Lilita es Torquemada. En el nombre del “Bien” que ella encarna en forma exclusiva y por orden divina, no distingue matices si hay que destruir al que no piensa como ella. A ellos, la hoguera. En el nombre de la “unión nacional”, el señalamiento impugnativo a todos aquellos que no siguen su camino.

 

No hay sujeto político más dañino y excluyente que Elisa Carrió. Se cansa de explicar desde las tribunas las “verdades heroicas” que sólo ella es capaz de explicar y denunciar, pero cuando se acerca el momento de colaborar en la construcción de algo que se constituya en superador de lo existente, se borra. Se cruza de vereda. Elige asociarse con quienes juró que nunca se iba a asociar. Se desmiente a sí misma y huye. Para quedarse en el único lugar donde sirve: en el de la crítica.

 

No se le conoce, además del ejercicio sistemático de la crítica opositora, ninguna cualidad ejecutiva a Carrió. Por el contrario. Cada vez que ocupó la Presidencia de algún partido, se encargó de chocarlo rápidamente y darle destrucción total. Sin seguro alguno.

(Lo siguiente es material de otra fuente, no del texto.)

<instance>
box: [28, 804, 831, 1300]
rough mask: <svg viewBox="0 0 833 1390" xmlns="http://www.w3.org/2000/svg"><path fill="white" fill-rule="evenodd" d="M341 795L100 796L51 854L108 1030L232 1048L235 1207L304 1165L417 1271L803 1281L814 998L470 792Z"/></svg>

Y cuando sale del choque, sabiendo que es culpable del siniestro, se abraza a frases ligadas a la divinidad y acusa al otro, sin medir el daño: así pisoteó a Alfonsín, así se hizo socia del Duhaldismo en nombre del antiduhaldismo para colaborar con el incendio del 2001, así abandonó rápidamente al ARI, así se deshizo de sus responsabilidades en la Coalición Cívica, así rompió UNEN apenas habían iniciado la etapa fundacional. Así abrazó a Binner, a Stolbizer, a Pino Solanas, a los radicales frentistas, a Ocaña y a cualquier expresión de centro-izquierda argentina, para luego darse vuelta y fusilarlos en clara traición, en el nombre de Dios.

 

Macri era ladrón, ahora es un hombre que “hace cosas importantes”.

 

Sanz era un “delincuente” y ahora es “el radicalismo sano”.

 

Margarita era una mujer honorable y ahora “es un engranaje funcional al kirchnerismo”.

 

Binner era un hombre que representaba los valores morales que necesitaba Argentina y hoy “es el narcotráfico”.

 

No hay forma de entender el circuito de Carrió que no sea bajo la lógica de una mente profundamente marcada por el egocentrismo extremo, pero sobre todo por la irresponsabilidad. No hay un solo dato que permita entender su sinuoso cambio constante de posiciones y conveniencias, que no sea el de la protección exclusiva de sus intereses personales.

 

Carrió no es loca. Llamarla así, la justifica.

 

Carrió no es loca. Eso implica quitarle responsabilidad en sus acciones.

 

No, Carrió no es loca.

 

Es plenamente responsable de todos y cada uno de los daños que hizo y hace. Y que en gran medida impidieron la construcción de una alternativa socialdemócrata en Argentina.

 

Carrió no es loca. Y en su derrotero parece acompañar a Macri, a Reutemann y a cada uno de los que toca, a un nuevo fracaso. Porque todo lo que toca, se rompe.